Porno eh? The idea of walking up to the Rogers counter with Gang Bang Sluts 9 or Barely Legal #87 and casually handing it to the clerk named “Troy” or “Lisa : assistant manager” doesn’t seem appealing to me. I can imagine the customers behind in line are clutching their precious copy of The Lake House or whatever along with their kids, while the pervert ahead of them is renting some Dom/Sub whack-off shit. I’m not saying that would be you either. I’m talking about the average suburban family man who will slip said filth into their Lake House-type family movies.

“No, I’m not going to bed honey, I’ve got a lot of work to finish before I can sleep,” says Joseph Family-pants.

“Okay,” says Wifey Family-pants, who learned a long-time ago to not question her Familly-pants husband.

He starts loving really freaky shit. He writes letters and sends gifts to his favourite porn starlets. He rents movies every night. He obsesses over destruction of the rental slips, lest  they fall into the clutches of his massive family and reveal his expanding X-rated tastes. Eventually he succumbs to Porno Madness and leaves his family for a cabin in the hills where he can masturbate constantly. Of course, the video store clerks have seen the tragedy in every phase since the beginning. I doubt Rogers has psychological counselling for the video clerks factored into the franchise operating budget. Nevertheless, I think it is sweet the Rogers rents hardcore.

Sincerely,

Fergis T. McGillicuddy

Open Letter to Searchers of Various Literary Pornography

These have been very busy days in these parts; there are many visitors.
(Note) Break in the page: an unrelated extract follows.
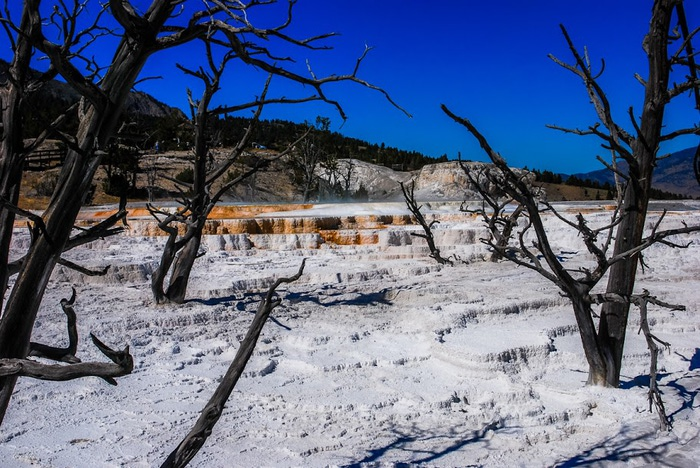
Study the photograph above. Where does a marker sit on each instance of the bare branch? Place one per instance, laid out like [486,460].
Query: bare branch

I like it.
However, I feel I must apologize to the people searching for “16 17 18 underwear models [sic]” or “sizzling redheads” for the absence of said querries. It’s partially my fault for writing to penthouse and not including anything the least bit “hot” or “erotic.” I thought I was being clever. Also, I’d like to mention that the real Penthouse Forum shouldn’t be that difficult to find. While there, you can use your credit card to pay for all sorts of smutty literature. Hell, there’s a public library in your city or town that lets people borrow books like that for the low price of a membership.

I suppose I should be flattered…and I am, but the truth is I can’t write erotica. I tried once and it was embarrassing. So now, I merely parody it in a poor manner.

Sorry again,

Fergis T. McGillicuddy

To Environment Minister Rona Ambrose

I’ve heard about the altercation at the LRT station this afternoon. How rude of those protesters! You were simply trying to put together a nice publicity stunt for Clean Air Day to avoid growing anger towards the government’s position on Kyoto. How dare they be concerned with your business.

I guess you couldn’t take the train and had to get the RCMP to drive you in a black van. I’d be afraid of being shot by climate change activists. I mean, anybody that listens to Phish must be dangerous.

At least now that the day is over you can hop into your Buick Rendevous and burn the 45-minute drive home with the air-conditioning on the entire time.

Alas, nobody understands you Rona.

Sincerely,

Fergis T. McGillicuddy

To the tax-return person

Procrastination is a funny thing. It takes control at the worst times, despite one’s best intentions. I guess that’s not that funny. It sucks.

That’s why I’m sorry I didn’t file sooner. I’m a procrastinator.

You’ll notice some claims that might strike you as suspicious. For instance, I’ve taped hundreds of liquor store receipts together and claimed them as work expense. Alcohol consumption is a prerequisite as a journalist. Also, you’ll see that I’ve claimed a number of square feet as a second residence. It is actually a bomb shelter I’ve started in the backyard. This is also a requirement for a member of the press. The same goes for pornography. This is simply the nature of things.

I’m sure you claim a number of things that may seem bizarre to outsiders when you do your own taxes. This is to be expected.

I won’t judge you harshly for it, so you shouldn’t audit me. Deal?